NEW DELHI AND ISLAMABAD, PAKISTAN — A hoax caller claiming to be India's foreign minister threatened Pakistan's president with war during the final hours of the Mumbai attacks, prompting Islamabad to put its air force on its highest alert for nearly 24 hours, a news report said Saturday.
Meanwhile, Indian authorities reported the first arrests since the end of last month's siege in India's commercial and entertainment capital, which killed more than 170 people. Police said they had detained two men, one in New Delhi and one in the eastern city of Kolkata, formerly Calcutta, who owned the cellphone cards that were later used by the attackers.

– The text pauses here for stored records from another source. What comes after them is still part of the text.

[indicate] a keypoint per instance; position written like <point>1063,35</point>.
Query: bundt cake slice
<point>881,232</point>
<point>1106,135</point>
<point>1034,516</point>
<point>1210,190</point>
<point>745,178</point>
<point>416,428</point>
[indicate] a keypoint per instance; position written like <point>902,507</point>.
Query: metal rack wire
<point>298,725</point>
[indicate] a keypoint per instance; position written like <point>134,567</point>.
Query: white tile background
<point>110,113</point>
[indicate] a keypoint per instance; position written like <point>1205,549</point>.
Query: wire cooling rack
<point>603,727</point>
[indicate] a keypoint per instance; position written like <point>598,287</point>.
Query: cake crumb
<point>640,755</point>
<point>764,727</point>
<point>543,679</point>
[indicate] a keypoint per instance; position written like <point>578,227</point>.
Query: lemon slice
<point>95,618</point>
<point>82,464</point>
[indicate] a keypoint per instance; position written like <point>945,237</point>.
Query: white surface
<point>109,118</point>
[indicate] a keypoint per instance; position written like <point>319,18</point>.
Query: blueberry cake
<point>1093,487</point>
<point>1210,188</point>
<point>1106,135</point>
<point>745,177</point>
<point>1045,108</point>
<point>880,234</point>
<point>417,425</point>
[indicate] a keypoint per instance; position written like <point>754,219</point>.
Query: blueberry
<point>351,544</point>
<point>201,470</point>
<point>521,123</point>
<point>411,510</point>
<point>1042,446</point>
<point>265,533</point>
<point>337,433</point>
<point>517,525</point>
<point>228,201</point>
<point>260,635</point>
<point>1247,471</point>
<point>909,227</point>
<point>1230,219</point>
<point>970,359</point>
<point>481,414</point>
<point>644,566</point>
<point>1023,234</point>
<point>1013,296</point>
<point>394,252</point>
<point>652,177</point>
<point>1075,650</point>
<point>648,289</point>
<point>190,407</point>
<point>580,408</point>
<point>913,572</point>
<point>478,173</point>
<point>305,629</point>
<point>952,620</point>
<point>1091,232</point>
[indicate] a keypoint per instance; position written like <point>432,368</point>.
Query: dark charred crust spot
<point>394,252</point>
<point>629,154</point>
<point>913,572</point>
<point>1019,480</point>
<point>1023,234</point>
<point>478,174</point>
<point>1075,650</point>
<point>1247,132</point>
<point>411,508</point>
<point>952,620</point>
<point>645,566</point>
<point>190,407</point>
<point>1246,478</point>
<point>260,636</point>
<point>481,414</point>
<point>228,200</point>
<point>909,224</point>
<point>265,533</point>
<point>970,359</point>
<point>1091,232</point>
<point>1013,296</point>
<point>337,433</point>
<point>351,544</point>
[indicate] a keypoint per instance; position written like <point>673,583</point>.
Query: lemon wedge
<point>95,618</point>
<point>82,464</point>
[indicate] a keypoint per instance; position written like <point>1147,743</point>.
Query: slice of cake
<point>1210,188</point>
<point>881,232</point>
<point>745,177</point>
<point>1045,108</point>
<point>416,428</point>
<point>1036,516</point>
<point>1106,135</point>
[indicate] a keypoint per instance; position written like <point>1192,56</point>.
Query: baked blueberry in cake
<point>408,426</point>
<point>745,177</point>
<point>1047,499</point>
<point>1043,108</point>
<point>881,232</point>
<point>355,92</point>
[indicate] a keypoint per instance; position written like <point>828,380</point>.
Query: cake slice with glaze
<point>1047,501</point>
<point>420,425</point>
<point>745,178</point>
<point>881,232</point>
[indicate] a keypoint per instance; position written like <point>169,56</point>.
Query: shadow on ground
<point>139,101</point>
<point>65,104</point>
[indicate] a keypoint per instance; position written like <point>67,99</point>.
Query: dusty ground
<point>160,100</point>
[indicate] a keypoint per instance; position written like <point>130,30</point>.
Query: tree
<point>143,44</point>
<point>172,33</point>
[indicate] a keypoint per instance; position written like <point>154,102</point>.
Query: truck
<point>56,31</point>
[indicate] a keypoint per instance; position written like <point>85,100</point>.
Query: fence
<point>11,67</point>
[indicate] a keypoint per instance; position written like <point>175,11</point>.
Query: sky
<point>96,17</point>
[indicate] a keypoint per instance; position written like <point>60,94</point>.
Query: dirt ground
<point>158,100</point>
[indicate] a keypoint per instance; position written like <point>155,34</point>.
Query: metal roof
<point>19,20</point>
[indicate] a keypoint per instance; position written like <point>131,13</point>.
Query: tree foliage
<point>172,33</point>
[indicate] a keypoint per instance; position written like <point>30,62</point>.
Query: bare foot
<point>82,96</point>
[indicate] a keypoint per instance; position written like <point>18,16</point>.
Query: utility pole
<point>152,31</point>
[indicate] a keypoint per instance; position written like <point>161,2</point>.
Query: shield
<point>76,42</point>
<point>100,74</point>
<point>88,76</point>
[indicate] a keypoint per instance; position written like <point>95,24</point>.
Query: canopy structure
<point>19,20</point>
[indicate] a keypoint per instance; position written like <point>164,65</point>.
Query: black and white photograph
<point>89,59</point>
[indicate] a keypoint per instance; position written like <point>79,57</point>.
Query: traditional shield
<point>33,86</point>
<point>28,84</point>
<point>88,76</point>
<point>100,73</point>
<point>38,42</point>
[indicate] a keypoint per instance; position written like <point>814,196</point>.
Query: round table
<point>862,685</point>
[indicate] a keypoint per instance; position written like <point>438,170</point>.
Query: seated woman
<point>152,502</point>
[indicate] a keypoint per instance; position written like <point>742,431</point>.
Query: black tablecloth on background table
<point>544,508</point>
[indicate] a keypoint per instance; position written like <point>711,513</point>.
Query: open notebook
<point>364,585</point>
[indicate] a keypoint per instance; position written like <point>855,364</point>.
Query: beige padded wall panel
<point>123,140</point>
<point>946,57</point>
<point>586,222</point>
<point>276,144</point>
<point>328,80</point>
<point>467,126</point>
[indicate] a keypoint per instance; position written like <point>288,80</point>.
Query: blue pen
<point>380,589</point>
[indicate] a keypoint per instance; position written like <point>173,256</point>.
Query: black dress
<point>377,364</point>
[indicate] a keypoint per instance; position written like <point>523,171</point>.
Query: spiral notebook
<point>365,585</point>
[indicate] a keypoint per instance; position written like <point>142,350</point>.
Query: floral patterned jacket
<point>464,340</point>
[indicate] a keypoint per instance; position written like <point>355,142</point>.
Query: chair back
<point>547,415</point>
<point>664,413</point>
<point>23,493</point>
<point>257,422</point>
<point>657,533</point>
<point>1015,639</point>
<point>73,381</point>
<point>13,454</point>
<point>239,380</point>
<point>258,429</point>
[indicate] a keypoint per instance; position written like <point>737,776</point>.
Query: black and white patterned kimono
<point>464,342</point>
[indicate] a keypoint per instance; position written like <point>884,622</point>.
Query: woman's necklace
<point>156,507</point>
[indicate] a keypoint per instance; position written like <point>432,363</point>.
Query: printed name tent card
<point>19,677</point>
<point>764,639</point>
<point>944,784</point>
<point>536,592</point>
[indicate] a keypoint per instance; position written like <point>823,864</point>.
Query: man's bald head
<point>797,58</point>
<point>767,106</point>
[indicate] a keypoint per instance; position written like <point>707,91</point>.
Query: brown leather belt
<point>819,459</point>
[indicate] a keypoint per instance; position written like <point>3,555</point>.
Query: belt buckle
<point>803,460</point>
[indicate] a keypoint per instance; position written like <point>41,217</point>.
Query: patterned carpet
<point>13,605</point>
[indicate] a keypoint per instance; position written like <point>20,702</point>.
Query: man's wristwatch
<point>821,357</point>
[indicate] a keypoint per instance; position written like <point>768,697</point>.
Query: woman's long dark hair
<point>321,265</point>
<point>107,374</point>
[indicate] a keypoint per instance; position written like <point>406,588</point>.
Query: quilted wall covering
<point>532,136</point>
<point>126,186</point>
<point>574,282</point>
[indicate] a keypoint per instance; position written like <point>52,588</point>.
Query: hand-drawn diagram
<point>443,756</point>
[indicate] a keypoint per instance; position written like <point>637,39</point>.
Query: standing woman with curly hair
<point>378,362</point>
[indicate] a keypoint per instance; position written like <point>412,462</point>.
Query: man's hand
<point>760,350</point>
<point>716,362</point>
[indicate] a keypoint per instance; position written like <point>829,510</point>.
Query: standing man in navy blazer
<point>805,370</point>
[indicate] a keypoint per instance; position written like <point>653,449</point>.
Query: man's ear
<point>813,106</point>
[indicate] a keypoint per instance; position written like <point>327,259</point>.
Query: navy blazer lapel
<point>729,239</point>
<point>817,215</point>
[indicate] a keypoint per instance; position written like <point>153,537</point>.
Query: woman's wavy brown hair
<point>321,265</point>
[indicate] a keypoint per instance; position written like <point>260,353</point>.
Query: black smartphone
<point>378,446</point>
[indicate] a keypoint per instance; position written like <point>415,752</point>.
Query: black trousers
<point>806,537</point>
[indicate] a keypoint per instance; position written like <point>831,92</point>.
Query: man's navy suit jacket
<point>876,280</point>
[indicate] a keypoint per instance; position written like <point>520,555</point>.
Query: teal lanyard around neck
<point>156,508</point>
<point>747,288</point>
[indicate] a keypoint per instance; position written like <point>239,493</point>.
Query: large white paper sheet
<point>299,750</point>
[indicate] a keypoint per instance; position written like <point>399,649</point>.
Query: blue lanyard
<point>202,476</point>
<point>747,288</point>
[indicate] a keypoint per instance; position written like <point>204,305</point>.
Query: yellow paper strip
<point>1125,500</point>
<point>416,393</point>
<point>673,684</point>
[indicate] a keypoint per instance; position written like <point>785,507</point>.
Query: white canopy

Indian police have been interrogating the lone captured suspect, a young man they have identified as Ajmal Amir Kasab, who they say is from the Pakistani village of Faridkot. Pakistani officials have expressed doubt that the man is a Pakistani, but Britain's Observer newspaper reported today that it had obtained voter registration rolls and the national identity card numbers of the man's parents, confirming that he was from the village, which is in the Punjab province.
The hoax call and subsequent air force alert, reported by Pakistan's English-language Dawn newspaper, underscored the volatile atmosphere between the nuclear-armed neighbors during the 60-hour Mumbai rampage by gunmen that began the night of Nov. 26. Relations have remained tense.
The report also seemed certain to raise new questions about the competence of Pakistan's government, elected less than a year ago. It has been criticized for promising to send the chief of its main spy agency to help India in the investigation, then reneging after objections from the opposition and the security establishment.
The Dawn account said it took the intercession of Secretary of State Condoleezza Rice and others to establish that the Indian foreign minister, Pranab Mukherjee, had not made the call to President Asif Ali Zardari threatening military action on the night of Nov. 28.
A U.S. Embassy spokesman, Lou Fintor, said he was not aware of such an incident. Pakistan's Information Ministry said in a statement that the call in question was put through because it was believed to have come from a recognized exchange within India's Foreign Ministry.
A Western diplomat and a Pakistani security official confirmed the broad outlines of the Dawn account.